Okay back to Vanity Fare (a novel about lattes, literature and love). How could I resist the offer to review this book when Williams Morrow (an imprint of Harper Collins) offered it to me? Yes I am a shallow book reader, the cover alone drew me in. Chocolate chip cookies, old books on the cover, literature and love (I am not a latte person, but a cup of tea would work well with me).
This is the book I took home with me on the plane at Christmas. It was the perfect read. Molly the main character is faced with major financial challenges after her cheating husband walks out on her and her 6 year old. Molly finds herself with a job helping Simon open up a pastry shop. The job seems perfect for Molly-the pastry shop is to have a literary theme. Simon has other ideas.

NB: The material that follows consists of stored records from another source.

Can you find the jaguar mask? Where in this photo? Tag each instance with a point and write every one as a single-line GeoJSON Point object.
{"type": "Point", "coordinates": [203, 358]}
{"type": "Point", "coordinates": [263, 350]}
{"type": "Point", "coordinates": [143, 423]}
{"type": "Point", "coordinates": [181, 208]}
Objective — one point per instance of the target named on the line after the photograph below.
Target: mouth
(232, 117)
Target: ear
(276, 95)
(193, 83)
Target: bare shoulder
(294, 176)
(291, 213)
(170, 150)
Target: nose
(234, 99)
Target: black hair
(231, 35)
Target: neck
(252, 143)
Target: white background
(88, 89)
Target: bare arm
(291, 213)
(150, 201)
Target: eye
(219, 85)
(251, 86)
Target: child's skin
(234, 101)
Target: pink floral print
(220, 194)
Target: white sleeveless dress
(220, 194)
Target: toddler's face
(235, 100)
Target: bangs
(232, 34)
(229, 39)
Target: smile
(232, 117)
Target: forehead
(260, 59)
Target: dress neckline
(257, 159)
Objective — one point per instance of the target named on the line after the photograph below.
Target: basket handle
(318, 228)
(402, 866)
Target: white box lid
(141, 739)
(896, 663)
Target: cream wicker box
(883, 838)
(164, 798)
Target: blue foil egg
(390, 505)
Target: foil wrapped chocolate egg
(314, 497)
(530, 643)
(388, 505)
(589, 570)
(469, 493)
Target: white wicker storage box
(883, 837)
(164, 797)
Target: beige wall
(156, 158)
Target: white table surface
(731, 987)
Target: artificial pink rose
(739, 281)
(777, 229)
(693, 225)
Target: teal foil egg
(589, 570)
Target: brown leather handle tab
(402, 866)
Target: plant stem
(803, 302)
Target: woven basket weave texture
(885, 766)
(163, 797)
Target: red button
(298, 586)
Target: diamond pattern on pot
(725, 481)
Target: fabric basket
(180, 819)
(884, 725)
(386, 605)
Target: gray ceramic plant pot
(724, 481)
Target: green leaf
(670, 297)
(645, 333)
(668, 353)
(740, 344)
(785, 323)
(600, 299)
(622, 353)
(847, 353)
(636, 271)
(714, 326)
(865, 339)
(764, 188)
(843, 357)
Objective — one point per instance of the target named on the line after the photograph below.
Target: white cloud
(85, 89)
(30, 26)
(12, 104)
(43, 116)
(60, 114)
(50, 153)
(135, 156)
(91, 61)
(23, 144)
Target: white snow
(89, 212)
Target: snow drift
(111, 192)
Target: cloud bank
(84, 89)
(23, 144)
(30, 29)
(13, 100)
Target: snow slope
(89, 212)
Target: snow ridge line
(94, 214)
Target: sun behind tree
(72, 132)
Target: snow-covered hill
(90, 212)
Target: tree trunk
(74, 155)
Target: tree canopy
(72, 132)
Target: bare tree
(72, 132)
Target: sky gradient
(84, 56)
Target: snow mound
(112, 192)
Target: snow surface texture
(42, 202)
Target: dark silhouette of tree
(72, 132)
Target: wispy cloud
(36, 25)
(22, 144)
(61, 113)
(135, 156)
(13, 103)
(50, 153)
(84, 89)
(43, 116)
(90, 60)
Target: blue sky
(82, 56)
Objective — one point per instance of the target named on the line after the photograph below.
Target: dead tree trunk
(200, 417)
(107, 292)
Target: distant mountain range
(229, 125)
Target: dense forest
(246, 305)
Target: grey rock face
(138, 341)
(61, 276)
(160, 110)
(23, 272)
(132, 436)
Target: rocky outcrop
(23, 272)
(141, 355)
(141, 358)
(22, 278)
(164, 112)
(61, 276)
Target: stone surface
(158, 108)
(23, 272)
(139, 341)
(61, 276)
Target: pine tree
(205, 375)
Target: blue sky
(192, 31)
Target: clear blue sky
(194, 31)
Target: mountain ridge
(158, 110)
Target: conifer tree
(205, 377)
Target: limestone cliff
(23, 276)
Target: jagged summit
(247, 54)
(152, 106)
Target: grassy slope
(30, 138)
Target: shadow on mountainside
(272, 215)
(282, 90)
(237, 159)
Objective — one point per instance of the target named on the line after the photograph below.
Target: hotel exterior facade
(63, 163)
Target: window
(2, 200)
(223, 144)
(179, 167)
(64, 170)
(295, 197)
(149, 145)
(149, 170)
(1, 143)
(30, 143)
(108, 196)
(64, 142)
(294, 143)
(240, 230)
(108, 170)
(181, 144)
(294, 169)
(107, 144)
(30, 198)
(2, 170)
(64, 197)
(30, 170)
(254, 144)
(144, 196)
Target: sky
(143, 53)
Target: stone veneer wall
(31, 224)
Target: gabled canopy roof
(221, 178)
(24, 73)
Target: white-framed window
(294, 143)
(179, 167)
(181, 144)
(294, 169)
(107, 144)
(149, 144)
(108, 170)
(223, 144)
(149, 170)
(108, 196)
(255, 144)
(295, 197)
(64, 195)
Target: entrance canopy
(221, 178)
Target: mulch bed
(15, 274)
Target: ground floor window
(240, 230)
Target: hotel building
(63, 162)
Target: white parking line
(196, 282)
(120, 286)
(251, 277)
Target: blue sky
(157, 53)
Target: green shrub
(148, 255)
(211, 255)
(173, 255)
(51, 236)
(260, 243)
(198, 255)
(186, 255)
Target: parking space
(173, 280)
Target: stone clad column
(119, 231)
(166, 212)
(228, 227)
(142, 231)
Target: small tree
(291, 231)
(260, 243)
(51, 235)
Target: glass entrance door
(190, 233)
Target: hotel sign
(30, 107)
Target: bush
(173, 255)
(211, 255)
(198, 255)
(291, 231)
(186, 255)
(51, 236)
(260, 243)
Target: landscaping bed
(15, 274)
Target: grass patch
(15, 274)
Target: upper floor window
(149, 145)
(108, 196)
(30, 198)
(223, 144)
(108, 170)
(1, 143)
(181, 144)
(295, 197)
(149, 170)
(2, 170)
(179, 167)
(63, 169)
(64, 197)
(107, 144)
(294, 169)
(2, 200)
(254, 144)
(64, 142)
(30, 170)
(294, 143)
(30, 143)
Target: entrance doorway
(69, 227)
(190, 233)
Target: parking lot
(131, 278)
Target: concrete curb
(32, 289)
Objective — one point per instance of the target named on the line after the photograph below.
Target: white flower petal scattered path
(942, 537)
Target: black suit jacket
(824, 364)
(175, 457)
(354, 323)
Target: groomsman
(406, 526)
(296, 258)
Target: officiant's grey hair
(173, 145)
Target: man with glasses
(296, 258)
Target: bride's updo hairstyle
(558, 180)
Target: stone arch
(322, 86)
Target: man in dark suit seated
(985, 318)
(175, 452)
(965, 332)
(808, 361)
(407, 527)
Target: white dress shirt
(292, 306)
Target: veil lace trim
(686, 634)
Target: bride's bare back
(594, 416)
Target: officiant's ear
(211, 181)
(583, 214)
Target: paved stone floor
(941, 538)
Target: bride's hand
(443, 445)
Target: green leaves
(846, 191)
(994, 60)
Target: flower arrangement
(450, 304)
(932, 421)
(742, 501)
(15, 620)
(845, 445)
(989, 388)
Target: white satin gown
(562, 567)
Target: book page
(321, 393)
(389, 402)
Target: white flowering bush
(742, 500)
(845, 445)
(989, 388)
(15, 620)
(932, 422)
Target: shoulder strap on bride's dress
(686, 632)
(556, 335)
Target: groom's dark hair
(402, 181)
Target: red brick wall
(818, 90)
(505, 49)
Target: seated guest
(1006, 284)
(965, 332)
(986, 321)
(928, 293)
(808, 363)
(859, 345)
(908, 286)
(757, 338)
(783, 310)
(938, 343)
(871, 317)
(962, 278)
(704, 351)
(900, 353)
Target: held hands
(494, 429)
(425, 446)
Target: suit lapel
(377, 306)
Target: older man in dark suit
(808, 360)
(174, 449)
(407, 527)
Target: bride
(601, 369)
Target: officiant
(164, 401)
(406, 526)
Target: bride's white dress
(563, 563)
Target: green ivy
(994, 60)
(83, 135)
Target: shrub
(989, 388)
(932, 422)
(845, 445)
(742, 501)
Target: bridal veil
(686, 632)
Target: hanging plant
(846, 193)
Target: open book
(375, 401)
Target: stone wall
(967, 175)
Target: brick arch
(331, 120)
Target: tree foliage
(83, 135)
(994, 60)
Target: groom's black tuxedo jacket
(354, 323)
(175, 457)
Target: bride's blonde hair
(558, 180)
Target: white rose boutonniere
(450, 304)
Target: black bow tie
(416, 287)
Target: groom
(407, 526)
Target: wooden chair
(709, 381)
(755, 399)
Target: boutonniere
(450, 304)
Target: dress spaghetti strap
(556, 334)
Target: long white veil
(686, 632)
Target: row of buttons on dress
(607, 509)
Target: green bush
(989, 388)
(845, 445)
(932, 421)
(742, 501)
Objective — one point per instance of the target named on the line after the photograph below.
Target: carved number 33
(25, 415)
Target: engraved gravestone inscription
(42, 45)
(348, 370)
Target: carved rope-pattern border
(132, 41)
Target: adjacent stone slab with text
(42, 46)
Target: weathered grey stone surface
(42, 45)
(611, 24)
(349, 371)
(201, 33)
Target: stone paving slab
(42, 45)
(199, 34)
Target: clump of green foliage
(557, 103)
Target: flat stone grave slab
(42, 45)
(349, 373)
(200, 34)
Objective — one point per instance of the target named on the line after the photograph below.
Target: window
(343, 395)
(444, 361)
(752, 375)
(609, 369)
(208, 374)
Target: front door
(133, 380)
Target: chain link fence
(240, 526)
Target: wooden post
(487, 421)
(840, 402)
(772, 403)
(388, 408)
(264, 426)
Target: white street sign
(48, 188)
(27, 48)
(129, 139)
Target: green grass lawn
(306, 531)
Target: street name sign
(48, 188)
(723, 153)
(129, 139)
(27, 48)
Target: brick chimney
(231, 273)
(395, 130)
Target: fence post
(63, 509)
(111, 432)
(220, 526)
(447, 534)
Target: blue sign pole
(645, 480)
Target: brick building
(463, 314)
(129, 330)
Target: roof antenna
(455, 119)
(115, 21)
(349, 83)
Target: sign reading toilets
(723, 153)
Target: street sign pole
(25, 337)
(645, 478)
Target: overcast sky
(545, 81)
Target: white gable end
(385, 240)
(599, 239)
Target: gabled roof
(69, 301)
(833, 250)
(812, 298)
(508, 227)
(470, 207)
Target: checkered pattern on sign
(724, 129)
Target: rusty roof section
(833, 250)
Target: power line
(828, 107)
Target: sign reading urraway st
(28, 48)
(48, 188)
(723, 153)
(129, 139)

Used to getting all the women he wants Simon is thinks he is the perfect dessert. Initially Molly is beyond flattered by the hot, sexy green eyed British chef. This is never the type of man who was attracted to her. Intimidated by both her own insecurities and Nick, Simon's business partner Molly is not sure whether to devour Simon or abstain. She cannot risk losing the job and the income it will generate.
I devoured the story with all it's delicious and sometimes sour ingredients as Molly starts to discover herself as a newly divorced mother raising a child.
Caldwell gives her readers a fast paced book, while exposing the harsh realities of many women who find themselves single with a child and no current skills after years of child rearing. I thoroughly enjoyed this book and especially enjoyed Molly's transformation through the various chapters. While the book does not center on food, I liked the idea of a literary pastry shop and at the end of the book there are also a few recipes.
My one criticism of the book was the use of the "F" word. There was no need for it and I am not sure why Caldwell felt the need to interject it in an otherwise wholesome book.
You should pick this one up. You will not be disappointed.